A Chinese customs document dated March 1 says Winnipeg-based agricultural handler Richardson International has had its registration cancelled, Reuters reported Monday. That means the company is forbidden from exporting canola into the country.
Richardson didn’t reply to a request for comment from CBC News, but a spokesperson for the Canola Council of Canada said, “We look forward to the company involved resolving the current issue.”
Canada exported more than $5 billion worth of canola last year, and almost half of it was destined for the Chinese market, the group said.
Winnipeg-based Richardson International describes itself as “Canada’s largest agribusiness and … a worldwide handler and merchandiser of all major Canadian-grown grains and oilseeds.”
It s one of the largest single canola exporters in Canada, and “news about blocked exports hurts the whole value chain,” Canola Council communications director Heidi Dancho said.
The move appears to be the latest escalation in a dispute between Canada and China ignited last fall, when Canadian officials detained the vice-president of Chinese technology firm Huawei at the request of U.S. tax authorities as she was boarding a flight in Vancouver. She is now involved in an extradition case and personal litigation against Canadian border officials, the RCMP and the attorney general of Canada.

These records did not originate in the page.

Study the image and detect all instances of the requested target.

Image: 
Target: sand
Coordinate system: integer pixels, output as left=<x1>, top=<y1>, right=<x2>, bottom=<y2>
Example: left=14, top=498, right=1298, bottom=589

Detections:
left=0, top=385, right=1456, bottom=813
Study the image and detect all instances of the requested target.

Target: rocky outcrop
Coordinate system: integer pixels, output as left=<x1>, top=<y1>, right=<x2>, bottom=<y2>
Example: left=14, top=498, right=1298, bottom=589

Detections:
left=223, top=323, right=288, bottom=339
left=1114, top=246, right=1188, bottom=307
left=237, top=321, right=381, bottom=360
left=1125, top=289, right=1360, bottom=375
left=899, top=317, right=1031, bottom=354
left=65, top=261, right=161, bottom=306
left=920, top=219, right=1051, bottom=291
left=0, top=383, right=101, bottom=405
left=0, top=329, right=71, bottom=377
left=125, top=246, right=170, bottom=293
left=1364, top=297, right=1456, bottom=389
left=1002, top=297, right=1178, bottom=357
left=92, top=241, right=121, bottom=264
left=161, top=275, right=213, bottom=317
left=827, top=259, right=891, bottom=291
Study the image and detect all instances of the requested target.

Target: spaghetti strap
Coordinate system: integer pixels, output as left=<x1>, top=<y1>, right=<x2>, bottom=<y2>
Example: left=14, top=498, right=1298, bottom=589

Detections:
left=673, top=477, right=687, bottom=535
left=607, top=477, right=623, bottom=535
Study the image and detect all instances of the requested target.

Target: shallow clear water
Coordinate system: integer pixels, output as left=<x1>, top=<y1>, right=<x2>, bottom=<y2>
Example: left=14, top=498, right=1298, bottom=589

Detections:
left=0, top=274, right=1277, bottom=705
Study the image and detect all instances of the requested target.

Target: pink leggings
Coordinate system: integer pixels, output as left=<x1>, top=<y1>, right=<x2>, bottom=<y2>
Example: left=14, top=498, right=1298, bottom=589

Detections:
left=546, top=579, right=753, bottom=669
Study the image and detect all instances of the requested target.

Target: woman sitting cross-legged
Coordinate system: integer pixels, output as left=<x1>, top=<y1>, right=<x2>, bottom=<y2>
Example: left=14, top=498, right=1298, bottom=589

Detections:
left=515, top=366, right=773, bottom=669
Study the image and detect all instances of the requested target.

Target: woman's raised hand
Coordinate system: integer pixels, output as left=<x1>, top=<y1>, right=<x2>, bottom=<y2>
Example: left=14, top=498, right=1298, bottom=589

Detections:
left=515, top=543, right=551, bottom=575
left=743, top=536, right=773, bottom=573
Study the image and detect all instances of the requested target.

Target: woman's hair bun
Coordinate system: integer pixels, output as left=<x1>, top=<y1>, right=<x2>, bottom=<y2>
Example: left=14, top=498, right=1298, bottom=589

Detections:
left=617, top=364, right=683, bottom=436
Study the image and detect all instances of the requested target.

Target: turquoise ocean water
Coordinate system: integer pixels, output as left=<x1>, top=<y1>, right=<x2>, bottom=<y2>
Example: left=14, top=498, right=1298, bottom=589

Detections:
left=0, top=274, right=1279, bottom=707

Two Canadians — Michael Kovrig and Michael Spavor — have since been detained in China, and on Monday the two men were accused of stealing state secrets from China.
Brock University professor Charles Burton, a former Canadian diplomat who served two postings in China, said Beijing was likely to retaliate further, and suggested in an interview with the CBC on Friday that a crackdown on Canadian canola would be one possible tactic it would employ.
“They’re not going to take this lying down,” he said, “one shudders to think what the consequences could be.”